After we walked the Tel Dan trail overlooking the quiet, pastoral border of Lebanon and Syria, our guide took us up to the Golan Heights. Overlooking the United Nations compound in the middle of vineyards on the Syrian border, he told of the battles fought here. When he says “we” he means “me and those in my tank unit I commanded” or “the army I served in to protect the nation of Israel.”

“Blessed are the peacemakers…”

Coming down from the border of Syria, we stopped at Kursi, the place where Jesus healed the man possessed by Legion and cast the demons into the pigs. As we climbed up to the spot, we were met with wind, thunder, lightning and brown “dirty” clouds picking up dust and sand. We looked out on the lake where we had spent a calm beautiful morning just the day before, and saw the Sea of Galilee storm in action. In the story of Legion, the disciples had just crossed over with Jesus in a storm. After he calmed it, they said, “Who is this that even the waves and the wind obey him?” Jesus calmed two storms that day, and we were amazed with the timing of our visit.

“Blessed are the peacemakers…”

Turns out it was one of the worst storms in history, hailing in Tel Aviv and washing away a road in the Negev that killed nine young adults on a trip before their military service. But the rain paused long enough for us to celebrate our baptisms on the Jordan River. Amazing what scripture in a particular space does for our understanding. Calming storms, the waters of baptism flowing from Mount Hermon, renewing marriage vows in Cana, listening for God’s blessings that would make us the light of the world and salt of the earth.

The rain continued on top of Megiddo, the ancient tell with more than twenty layers of civilization, including Solomon’s stables. As we were overlooking the Valley of Armageddon, the rain began to pour and we ran to the underground cistern and tunnel. We sang Great is Thy Faithfulness on the stairs leading 150 feet down.

Ironically the story of Jesus is not well known here. Only 1.5% of the population is Christian. Sean and Jessica moved from Sacramento to this area to tell the story of Jesus in Nazareth and all over Israel. Sean shared with us on Mount Precipice, the place commemorating the time when Jesus was about to be forced off the cliff before slipping away through the crowd. He had just read the scroll of Isaiah in the synagogue and declared that this passage was being fulfilled in him. His hometown crowd went from praising him to cursing him because his message was proclaiming freedom and blessing for God’s people, but also the Gentiles. Now the Gentile couple from Sacramento is sharing the good news in the town where Jesus grew up.

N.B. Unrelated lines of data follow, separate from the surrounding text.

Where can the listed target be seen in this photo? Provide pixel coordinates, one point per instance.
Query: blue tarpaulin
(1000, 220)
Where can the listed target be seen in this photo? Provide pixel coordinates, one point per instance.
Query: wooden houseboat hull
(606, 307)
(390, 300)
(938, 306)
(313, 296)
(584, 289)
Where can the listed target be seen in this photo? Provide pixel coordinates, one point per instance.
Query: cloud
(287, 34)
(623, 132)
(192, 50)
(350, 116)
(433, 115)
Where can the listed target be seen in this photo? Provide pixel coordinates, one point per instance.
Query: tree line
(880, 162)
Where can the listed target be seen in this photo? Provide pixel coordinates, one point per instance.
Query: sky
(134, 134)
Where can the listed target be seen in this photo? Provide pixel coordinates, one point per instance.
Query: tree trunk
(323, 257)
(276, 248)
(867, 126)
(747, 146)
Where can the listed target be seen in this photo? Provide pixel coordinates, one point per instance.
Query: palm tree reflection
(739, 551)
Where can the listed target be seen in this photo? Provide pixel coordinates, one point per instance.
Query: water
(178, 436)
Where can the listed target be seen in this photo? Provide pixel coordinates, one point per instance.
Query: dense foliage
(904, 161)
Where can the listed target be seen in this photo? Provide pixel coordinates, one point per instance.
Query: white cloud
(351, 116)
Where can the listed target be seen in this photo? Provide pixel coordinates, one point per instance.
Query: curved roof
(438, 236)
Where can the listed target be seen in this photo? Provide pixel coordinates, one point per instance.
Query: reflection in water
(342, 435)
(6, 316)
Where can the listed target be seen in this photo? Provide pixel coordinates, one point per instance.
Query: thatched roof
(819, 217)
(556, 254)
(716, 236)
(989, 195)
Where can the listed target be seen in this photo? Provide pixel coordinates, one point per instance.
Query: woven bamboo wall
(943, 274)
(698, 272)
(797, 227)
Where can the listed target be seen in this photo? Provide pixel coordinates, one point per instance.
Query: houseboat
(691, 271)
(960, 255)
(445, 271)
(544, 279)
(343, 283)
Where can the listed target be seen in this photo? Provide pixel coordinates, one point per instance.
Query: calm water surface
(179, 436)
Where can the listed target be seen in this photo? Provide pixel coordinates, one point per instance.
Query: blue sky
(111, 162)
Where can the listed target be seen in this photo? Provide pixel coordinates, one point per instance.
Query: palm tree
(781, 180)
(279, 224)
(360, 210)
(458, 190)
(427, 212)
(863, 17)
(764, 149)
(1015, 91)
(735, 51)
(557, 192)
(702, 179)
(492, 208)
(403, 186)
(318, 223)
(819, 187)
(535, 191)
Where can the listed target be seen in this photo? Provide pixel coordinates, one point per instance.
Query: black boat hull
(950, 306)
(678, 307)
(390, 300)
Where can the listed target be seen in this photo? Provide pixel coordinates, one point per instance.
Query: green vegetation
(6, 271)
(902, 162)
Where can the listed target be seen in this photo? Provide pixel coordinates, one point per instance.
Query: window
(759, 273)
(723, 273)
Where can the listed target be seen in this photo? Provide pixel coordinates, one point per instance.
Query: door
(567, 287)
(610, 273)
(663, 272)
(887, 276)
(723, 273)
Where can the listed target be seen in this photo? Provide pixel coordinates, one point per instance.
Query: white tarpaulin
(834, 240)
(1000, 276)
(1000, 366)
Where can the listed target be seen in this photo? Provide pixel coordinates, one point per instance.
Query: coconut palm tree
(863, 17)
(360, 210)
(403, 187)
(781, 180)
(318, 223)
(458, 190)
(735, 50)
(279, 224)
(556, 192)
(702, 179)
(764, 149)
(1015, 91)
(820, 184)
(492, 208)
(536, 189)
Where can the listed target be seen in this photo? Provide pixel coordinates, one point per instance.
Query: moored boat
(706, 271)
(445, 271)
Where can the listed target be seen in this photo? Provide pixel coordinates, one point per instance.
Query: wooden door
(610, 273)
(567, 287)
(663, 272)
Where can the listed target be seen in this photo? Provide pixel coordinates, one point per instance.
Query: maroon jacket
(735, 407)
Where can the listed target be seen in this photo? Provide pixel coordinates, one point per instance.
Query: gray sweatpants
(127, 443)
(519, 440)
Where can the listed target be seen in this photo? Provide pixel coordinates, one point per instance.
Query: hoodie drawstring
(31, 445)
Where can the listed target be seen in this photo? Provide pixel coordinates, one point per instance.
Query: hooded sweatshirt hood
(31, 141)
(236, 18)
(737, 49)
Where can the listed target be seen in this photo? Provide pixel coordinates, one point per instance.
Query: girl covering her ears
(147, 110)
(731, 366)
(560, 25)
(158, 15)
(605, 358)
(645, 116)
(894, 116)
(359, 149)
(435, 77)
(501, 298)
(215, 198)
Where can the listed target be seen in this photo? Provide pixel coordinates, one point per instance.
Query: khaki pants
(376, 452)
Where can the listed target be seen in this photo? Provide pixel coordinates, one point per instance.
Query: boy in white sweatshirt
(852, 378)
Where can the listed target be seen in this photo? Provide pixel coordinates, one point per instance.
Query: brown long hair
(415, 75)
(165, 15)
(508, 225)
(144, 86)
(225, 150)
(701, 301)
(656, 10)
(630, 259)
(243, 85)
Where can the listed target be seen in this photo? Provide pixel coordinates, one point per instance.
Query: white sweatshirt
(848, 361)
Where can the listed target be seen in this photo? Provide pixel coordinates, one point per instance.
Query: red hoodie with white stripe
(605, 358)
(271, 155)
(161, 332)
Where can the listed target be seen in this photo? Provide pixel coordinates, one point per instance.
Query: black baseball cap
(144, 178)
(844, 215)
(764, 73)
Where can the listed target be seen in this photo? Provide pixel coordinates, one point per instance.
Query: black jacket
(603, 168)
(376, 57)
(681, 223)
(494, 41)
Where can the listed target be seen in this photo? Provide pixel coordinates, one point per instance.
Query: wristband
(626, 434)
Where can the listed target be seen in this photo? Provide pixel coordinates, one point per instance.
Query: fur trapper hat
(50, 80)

The rain continued on our drive to Jerusalem, and by the time we approached our hotel, the roads were like rivers. Jerusalem, the rain is epic, biblical, awesome. Unfortunately the news of conflict and controversy is louder than reality. I love walking from our hotel to the Jaffa Gate with first timers. It’s a safe, beautiful city with stunning views of ancient walls and sites.

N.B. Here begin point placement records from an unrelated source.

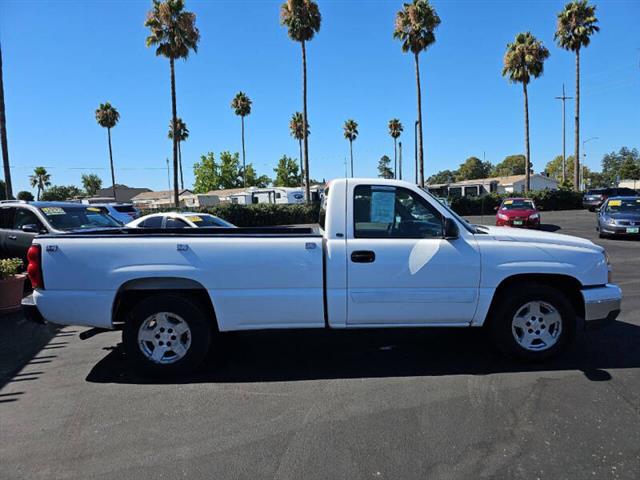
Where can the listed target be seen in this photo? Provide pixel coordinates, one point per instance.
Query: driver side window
(391, 212)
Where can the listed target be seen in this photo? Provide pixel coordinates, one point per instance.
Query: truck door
(401, 271)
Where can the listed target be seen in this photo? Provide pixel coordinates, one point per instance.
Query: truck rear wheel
(167, 335)
(533, 322)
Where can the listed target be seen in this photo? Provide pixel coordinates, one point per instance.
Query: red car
(518, 212)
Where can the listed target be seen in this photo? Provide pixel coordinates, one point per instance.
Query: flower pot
(11, 290)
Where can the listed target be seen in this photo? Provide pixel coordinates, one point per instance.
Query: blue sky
(61, 59)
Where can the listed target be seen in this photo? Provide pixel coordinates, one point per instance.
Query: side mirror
(30, 228)
(451, 230)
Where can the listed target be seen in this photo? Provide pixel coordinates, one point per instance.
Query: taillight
(34, 269)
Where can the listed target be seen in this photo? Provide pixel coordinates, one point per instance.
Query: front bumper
(602, 304)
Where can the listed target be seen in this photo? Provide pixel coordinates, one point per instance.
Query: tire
(167, 335)
(536, 315)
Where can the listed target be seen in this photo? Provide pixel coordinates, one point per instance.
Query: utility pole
(400, 161)
(564, 140)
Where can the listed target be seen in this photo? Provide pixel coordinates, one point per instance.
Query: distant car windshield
(204, 220)
(75, 218)
(517, 205)
(626, 205)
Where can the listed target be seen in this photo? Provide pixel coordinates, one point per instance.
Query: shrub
(9, 267)
(562, 199)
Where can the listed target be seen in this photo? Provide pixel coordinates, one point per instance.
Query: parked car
(123, 212)
(518, 212)
(388, 255)
(21, 222)
(619, 216)
(594, 198)
(179, 220)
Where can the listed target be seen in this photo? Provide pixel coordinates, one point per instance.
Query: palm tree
(174, 34)
(395, 130)
(241, 104)
(182, 133)
(302, 19)
(107, 117)
(3, 138)
(415, 27)
(525, 59)
(40, 179)
(576, 23)
(351, 133)
(296, 128)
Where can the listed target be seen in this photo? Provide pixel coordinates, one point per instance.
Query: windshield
(630, 205)
(209, 221)
(75, 218)
(461, 220)
(517, 205)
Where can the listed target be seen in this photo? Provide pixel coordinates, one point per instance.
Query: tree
(384, 170)
(395, 130)
(287, 174)
(182, 133)
(296, 128)
(525, 59)
(92, 183)
(576, 23)
(6, 186)
(472, 169)
(302, 19)
(40, 180)
(350, 133)
(511, 165)
(174, 34)
(107, 117)
(241, 104)
(415, 28)
(206, 173)
(59, 193)
(26, 196)
(444, 176)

Early one morning we walked down the Mount of Olives to the Garden of Gethsemane, across the Kidron Valley and through the Sheep’s Gate to Bethesda, and to St. Anne’s Church where groups wait in line to sing in this church with perfect acoustics. We sang the Doxology.


Bethlehem was particularly special. We went to the Shepherd’s field and sang O Come All Ye
Faithful and descended to the cave where Jesus was born. We also went to Bethlehem Bible College to hear a short lecture on the Israeli-Palestinian conflict from a Palestinian Christian woman who teaches the New Testament. Grace and her husband Michael then hosted us for lunch at their church. Her father, Issa, is a pastor and her mother, Diana, roasts a mean chicken. They live in a modest community in Bethlehem. Their amazing hospitality humbled us. The Christians in the Palestinian Territories are being squeezed out between the Israeli limitations for work and travel and their own government that won’t pursue peace with Israel. It’s complicated, and there may not be any political solutions in the near future. But these are real people, brothers and sisters in Christ who are trying their best to love and bring hope in their communities through their faith in Jesus.